Obviously much has happened since I last wrote anything on the subject.  So much in fact, that I intend to stay local and write a few lines about some of the most noticeable and strategic Chinese investments in Odessa.

The first of note is a $600 million investment in a new business park on the Kyiv-Odessa road in the Ivanivka region of Odessa.  (About 70 kilometers from the city of Odessa.)  Here a 190 hectare agricultural processing centre with silos, grain elevators and vegetable storage facilities is about to commence.  This will be the 4th such Chinese business park investment in the region.  Thus far Chinese firms such as Qitele and Sinomach have taken on the project engineering.

The Odessa regions of Biliaivka and Kominternivske are next for the Chinese investment treatment.

Also, the Chinese have done a deal with Transinvestservice who own land adjacent to Yushni port and are ready to invest a very large sum in developing a business park there focusing on the port facilities – something those within the Odessa Regional Administration tell me will begin sometime this year.

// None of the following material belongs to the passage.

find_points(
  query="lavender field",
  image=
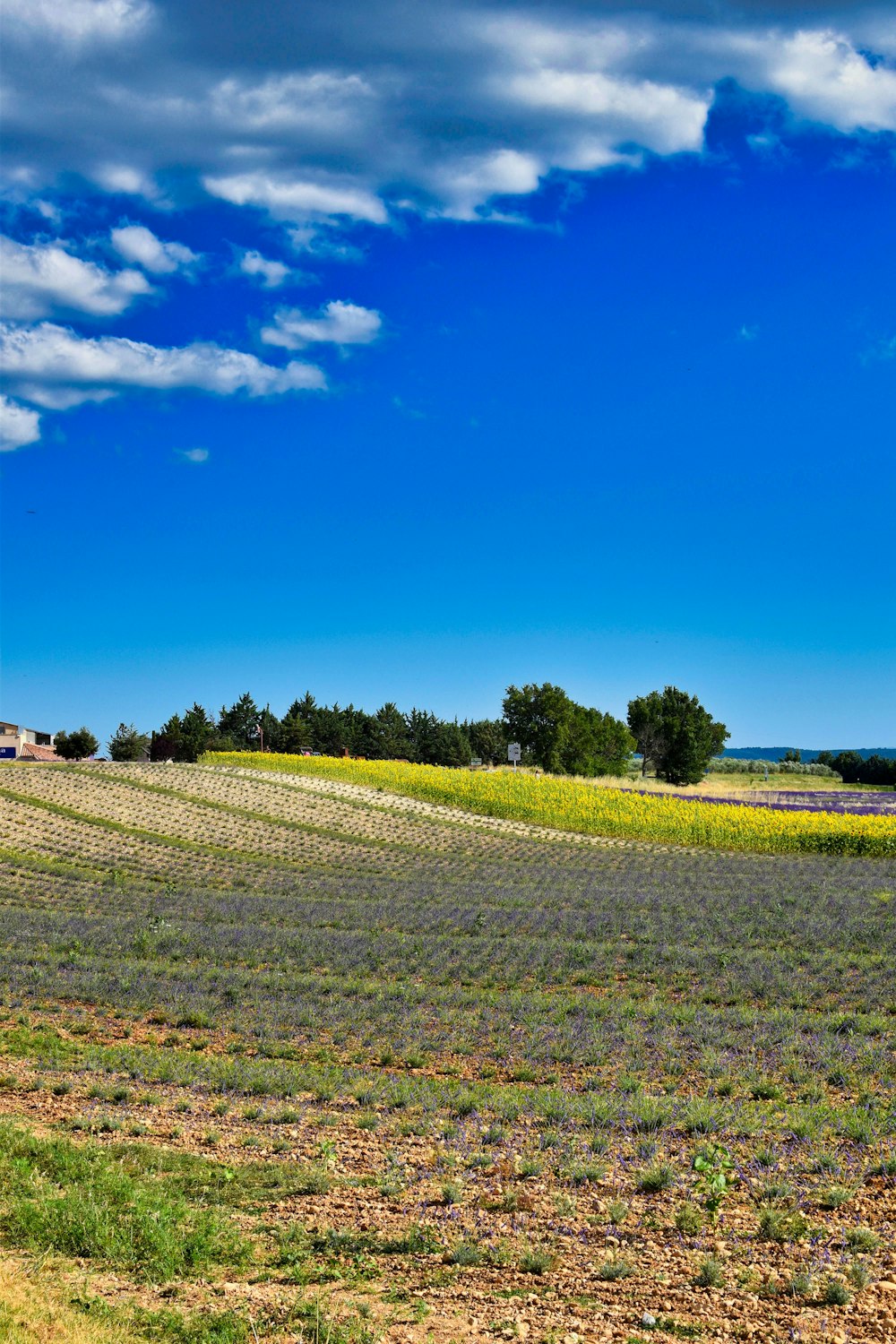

It seems logistical hubs are of particular interest to the Chinese when it comes to Odessa – especially in the areas of agriculture, manufacturing and international transportation – and quite rightly.

Whoever is looking after bilateral trade at the new and very nice Chinese Consulate in Odessa is doing a very good job for China whilst doing a decent job at delivering industrial/commercial infrastructure of Odessa.  The question is, at what eventual cost to Odessa?

As for the UK, well, we don’t have anybody in Odessa in any official capacity – unless you count the Ukrainian lady who runs the British Council on Bolshoy Fontana, 15 minutes walk from where I live – so when it comes to the fairly frequent local diplomatic functions we have no ears in the room – and thus I am forced to get my information from City Hall, the Oblast Administration, or more often than not, those I know who work within them and are happy to tell tales out of school.